Safety for Elders at Home

Safety Checklist

  • Never keep large quantities of cash in your home — it can make you a target for thieves. Talk to the folks at your local bank about things like direct deposit, so your monthly cheques are deposited directly into your chequing or savings account. Pre-authorized bill payments can also be arranged.
  • Think about storing valuables in a safety-deposit box.
  • If you live in an apartment complex with a security entrance system, don’t buzz anyone into the building unless you’re sure of their identity. You may want to consider taking your full name from the front lobby and using a middle name or code name instead.
  • Don’t let anyone you don’t know into your home. Even if they’re asking to use your phone for a medical or personal emergency, offer to phone for them. Even if they claim to know you, or a member of your family, don’t let them in. Simply ask them to return at a later date. If they really are a friend, they won’t mind.

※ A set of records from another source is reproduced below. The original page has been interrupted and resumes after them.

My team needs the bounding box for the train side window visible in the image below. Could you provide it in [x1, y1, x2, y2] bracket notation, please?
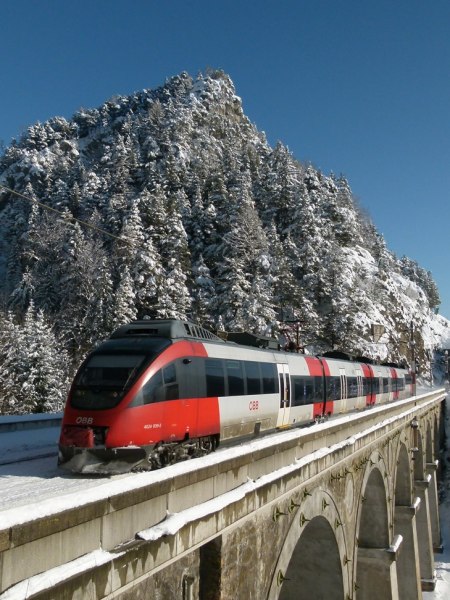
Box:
[205, 358, 225, 398]
[363, 377, 370, 396]
[226, 360, 244, 396]
[372, 377, 380, 394]
[327, 376, 341, 400]
[259, 363, 279, 394]
[244, 361, 261, 394]
[347, 377, 358, 398]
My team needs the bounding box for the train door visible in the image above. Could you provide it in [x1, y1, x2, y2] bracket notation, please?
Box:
[338, 369, 348, 412]
[356, 371, 365, 408]
[277, 364, 291, 427]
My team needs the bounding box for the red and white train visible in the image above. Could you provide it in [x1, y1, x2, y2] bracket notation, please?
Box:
[58, 320, 412, 473]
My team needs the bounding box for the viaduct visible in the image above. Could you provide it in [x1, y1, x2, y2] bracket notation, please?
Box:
[0, 389, 445, 600]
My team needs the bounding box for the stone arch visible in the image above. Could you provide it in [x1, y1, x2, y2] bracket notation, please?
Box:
[411, 428, 425, 481]
[268, 488, 351, 600]
[394, 444, 421, 600]
[357, 468, 389, 548]
[278, 516, 344, 600]
[395, 444, 412, 506]
[354, 456, 398, 600]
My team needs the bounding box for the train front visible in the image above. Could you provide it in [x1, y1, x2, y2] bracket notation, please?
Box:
[58, 337, 171, 474]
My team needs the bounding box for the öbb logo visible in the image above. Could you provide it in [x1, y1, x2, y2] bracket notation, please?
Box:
[76, 417, 94, 425]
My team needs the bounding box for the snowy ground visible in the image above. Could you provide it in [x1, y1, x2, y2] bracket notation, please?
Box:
[0, 400, 450, 600]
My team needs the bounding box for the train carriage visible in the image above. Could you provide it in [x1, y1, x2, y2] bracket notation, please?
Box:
[59, 320, 410, 473]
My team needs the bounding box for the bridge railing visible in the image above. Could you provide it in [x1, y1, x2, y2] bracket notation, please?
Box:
[0, 389, 446, 598]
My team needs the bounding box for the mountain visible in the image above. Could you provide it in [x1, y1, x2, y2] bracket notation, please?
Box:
[0, 70, 448, 412]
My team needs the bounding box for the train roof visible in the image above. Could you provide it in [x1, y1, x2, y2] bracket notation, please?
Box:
[111, 319, 223, 342]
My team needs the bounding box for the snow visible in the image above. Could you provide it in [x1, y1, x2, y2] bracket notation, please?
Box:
[0, 550, 123, 600]
[0, 394, 450, 600]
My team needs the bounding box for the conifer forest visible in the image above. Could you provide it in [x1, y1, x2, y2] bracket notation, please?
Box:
[0, 70, 440, 414]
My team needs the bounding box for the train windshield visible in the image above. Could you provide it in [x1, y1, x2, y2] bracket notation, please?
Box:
[76, 354, 145, 391]
[70, 340, 170, 410]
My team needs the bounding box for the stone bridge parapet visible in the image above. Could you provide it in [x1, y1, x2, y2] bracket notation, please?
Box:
[0, 390, 445, 600]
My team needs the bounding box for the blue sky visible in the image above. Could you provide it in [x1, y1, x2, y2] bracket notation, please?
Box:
[0, 0, 450, 318]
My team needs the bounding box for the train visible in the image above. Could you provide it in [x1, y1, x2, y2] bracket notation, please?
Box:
[58, 319, 413, 474]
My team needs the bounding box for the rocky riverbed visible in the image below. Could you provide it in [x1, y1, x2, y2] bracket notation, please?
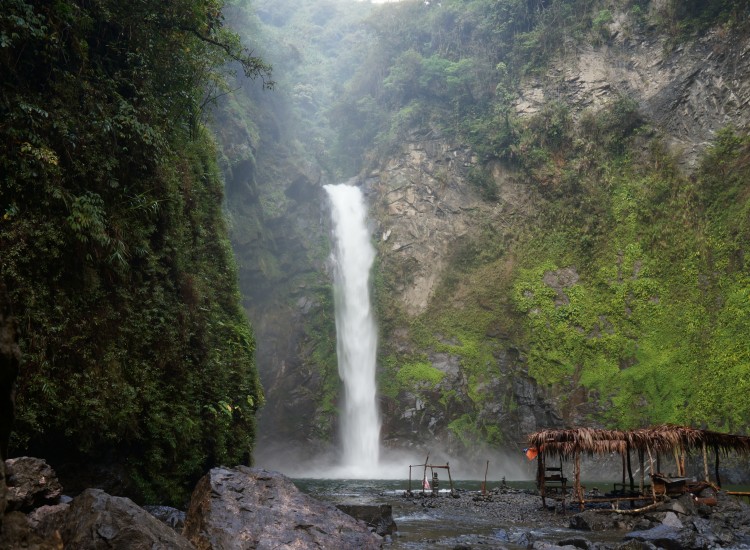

  • If your door has a window, make sure you can identify the person before opening the door. Ask service or repair people for identification. Look for laminated, wired, acrylic or plastic windows. Ordinary or tempered glass can be easily shattered, giving thieves easy access to inside locks. If your door has no window, install a peephole so you can see outside before opening the door.
  • Never put your name on the exterior of your home. It makes it too easy for would-be thieves to call to see if you’re home. Or, they can call you by name when they come to the door, making them seem more trustworthy than they are.
  • Talk to your local police agency about a home security inspection. They will be pleased to offer advice on proper home security measures for doors, windows and locks.
  • Arrange to have friends phone on a regular basis, or organize a calling ring, or ask that Citizens on Patrol routinely check your home. Your local police agency can also provide information on areas where these services are available.
  • If you’re suspicious at all, call 911. Don’t worry about it being a false alarm — the police can quickly check and make sure everything is all right.